MS ¹⁹F-MRI-identified hypoxic regions in viable tumor correlate with histology. (A) A one-to-one comparison between the hypoxic area in viable tissue for the center slice of each tumor measured by MS ¹⁹F-MRI and pimonidazole-positive area in viable tissue in the corresponding tumor slice measured by histology showed a significant correlation. (B) The MRI hypoxia region was shown in red, and the histologic hypoxia area was shown in brown. The images showed similar patterns of hypoxia (pointed by arrows).

Figure 5

At 24 hours posttreatment, B20.4.1.1 exhibited a significant decrease in viable tumor pO₂. (A) The B20.4.1.1-treated group showed no significant change in viable tumor volume (NS, P > .05). (B) The viable tumor pO₂ was significantly reduced in the B20.4.1.1 group relative to the pretreatment level (^###P < .001) as well as in comparison with the control group (*P < .05). (C) Images showing pO₂ change after 24 hours.

Figure 6

At 24 hours posttreatment, B20.4.1.1 significantly decreased vascular density and increased hypoxic fraction in the viable tumor. (A) Images show vessel density (brown, MECA-32 staining) at 24 hours posttreatment. Bar, 100 µm. (B) The B20.4.1.1 group showed a 40% reduction of vascular density in comparison with the control (**P < .01). (C) Images depict hypoxic cells (brown, hypoxyprobe staining) at 24 hours posttreatment. Bar, 100 µm. (D) The B20.4.1.1 group showed a 13% increase in the hypoxic fraction in comparison with the control (*P < .02).

Figure 7

(A) PFCs remained in the tumor throughout the course of the 4-day study following i.v. delivery. No significant loss of ¹⁹F signal was observed, which enabled a multiday longitudinal study of pO₂ change. Every effort was made to locate the same imaging slice in the tumor according to the distance and shape, but deviations may still exist due to the positioning of the animal on different days, as well as tumor growth. (B) The temporal evaluation of mean ΔpO₂ in viable tumor. Both the B20.4.1.1 and GDC-0980 groups exhibited a decrease in pO₂ in the viable tumor posttreatment relative to pretreatment levels. When compared with the control group, the GDC-0980 group exhibited a significant decrease in viable tumor pO₂, whereas the B20.4.1.1 group showed a trend toward a reduction of pO₂ (P = .14 on day 1). (C) The viable tumor volume change with time. Only the GDC-0980 group showed a significant reduction on day 3 in comparison with the control. *P < .05 in comparison with the control group. ^#P < .05 versus pretreatment; ^##P < .01 versus pretreatment.
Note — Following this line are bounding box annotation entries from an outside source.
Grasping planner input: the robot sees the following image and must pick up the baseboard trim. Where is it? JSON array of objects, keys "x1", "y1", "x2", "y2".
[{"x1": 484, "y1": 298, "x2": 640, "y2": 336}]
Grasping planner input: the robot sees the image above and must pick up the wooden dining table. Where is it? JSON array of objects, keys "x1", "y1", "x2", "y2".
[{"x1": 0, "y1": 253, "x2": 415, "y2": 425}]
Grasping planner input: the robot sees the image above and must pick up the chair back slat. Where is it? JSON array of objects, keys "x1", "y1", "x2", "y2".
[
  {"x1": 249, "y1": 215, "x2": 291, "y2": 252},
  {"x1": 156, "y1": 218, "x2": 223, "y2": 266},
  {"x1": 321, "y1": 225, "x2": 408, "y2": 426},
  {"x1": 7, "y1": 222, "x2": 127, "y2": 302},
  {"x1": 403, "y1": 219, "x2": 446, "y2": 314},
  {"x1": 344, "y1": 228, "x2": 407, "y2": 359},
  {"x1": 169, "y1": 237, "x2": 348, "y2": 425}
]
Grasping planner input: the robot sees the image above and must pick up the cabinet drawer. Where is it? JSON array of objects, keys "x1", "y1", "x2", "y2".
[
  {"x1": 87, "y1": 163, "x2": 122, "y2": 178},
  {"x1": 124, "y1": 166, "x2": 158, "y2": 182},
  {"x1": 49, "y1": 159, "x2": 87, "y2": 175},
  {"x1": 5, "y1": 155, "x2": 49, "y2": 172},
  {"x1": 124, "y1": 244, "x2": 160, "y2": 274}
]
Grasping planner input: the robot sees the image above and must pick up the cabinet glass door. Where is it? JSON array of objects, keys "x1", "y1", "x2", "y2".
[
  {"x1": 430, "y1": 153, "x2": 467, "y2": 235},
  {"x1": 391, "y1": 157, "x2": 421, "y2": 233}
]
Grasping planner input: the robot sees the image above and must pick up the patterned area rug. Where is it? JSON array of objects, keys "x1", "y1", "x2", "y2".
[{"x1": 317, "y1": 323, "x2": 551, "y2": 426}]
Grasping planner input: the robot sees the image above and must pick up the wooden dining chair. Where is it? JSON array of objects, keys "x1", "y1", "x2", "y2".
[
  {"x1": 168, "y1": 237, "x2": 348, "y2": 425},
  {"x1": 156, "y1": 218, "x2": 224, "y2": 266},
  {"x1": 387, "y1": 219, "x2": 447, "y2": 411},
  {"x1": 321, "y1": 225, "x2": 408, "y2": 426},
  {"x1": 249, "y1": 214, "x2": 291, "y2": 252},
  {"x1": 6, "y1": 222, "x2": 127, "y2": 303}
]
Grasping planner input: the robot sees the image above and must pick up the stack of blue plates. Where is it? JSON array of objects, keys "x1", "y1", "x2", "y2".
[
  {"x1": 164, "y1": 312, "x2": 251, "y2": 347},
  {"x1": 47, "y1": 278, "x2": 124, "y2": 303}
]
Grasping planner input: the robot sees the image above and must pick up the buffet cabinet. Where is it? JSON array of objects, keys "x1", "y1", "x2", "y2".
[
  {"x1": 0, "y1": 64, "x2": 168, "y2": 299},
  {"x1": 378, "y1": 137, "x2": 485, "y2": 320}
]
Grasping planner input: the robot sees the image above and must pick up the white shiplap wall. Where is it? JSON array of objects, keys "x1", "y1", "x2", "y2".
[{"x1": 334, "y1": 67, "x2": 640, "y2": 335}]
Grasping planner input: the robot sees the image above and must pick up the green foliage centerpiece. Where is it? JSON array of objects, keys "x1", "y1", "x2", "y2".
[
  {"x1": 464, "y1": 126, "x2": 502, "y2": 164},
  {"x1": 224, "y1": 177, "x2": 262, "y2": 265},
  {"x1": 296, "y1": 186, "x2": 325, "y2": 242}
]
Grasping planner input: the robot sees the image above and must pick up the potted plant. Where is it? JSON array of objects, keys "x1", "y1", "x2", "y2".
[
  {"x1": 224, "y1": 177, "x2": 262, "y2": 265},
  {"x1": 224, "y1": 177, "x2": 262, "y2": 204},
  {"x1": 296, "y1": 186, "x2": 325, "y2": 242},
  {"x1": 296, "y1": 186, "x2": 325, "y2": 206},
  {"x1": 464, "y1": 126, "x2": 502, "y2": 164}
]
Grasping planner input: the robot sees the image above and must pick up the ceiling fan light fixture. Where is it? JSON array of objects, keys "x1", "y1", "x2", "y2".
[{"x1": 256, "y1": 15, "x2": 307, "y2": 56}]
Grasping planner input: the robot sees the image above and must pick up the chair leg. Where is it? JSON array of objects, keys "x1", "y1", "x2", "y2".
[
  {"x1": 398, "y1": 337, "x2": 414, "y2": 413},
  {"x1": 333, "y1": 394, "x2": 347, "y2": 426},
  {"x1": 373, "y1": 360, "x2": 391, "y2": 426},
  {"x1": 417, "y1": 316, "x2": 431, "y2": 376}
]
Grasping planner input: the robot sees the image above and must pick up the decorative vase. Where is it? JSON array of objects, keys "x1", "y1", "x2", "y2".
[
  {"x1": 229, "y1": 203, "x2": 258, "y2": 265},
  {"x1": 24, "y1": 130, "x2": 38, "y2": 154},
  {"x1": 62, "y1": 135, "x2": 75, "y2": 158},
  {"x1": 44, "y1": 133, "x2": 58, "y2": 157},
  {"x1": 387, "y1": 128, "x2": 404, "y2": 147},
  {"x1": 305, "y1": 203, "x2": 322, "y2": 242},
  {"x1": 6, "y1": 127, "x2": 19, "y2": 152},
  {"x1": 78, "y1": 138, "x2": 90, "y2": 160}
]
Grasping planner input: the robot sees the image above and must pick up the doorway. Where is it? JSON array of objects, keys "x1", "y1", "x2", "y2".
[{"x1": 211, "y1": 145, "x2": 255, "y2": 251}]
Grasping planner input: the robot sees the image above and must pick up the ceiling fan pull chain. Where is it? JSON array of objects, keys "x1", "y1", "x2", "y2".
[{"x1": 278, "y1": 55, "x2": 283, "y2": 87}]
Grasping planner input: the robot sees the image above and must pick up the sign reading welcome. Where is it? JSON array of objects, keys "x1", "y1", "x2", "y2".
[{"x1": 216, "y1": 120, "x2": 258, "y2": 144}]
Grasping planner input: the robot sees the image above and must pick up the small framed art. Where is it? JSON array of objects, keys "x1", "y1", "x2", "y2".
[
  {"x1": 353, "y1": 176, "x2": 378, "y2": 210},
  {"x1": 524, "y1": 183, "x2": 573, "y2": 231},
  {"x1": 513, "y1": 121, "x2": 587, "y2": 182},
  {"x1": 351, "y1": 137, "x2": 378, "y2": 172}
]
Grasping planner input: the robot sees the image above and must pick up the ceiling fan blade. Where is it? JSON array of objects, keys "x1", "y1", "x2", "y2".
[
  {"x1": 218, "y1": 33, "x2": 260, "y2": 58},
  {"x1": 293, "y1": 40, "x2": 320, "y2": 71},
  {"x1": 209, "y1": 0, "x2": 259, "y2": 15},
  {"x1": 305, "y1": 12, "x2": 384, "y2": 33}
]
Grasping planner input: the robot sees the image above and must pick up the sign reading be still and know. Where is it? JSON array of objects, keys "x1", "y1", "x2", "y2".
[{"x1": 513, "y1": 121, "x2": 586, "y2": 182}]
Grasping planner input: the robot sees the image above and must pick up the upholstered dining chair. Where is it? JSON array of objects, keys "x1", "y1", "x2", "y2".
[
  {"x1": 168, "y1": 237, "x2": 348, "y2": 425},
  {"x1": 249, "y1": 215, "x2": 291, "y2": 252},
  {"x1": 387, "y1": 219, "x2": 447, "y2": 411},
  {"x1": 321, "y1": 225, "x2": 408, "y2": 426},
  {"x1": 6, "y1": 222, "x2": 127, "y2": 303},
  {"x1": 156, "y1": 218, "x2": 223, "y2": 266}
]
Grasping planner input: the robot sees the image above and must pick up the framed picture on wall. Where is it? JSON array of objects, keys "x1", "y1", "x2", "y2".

Data are shown as means ± SEM.

Figure 8

At 72 hours posttreatment, GDC-0980 significantly increased the hypoxic fraction in viable tumor as assessed by histology. (A) Images showed hypoxic cells at 72 hours posttreatment. Bar, 300 µm. (B) GDC-0980 showed a significant increase in hypoxic fraction (*P < .05), whereas the B20.4.1.1-treated group showed no significant change (P > .05).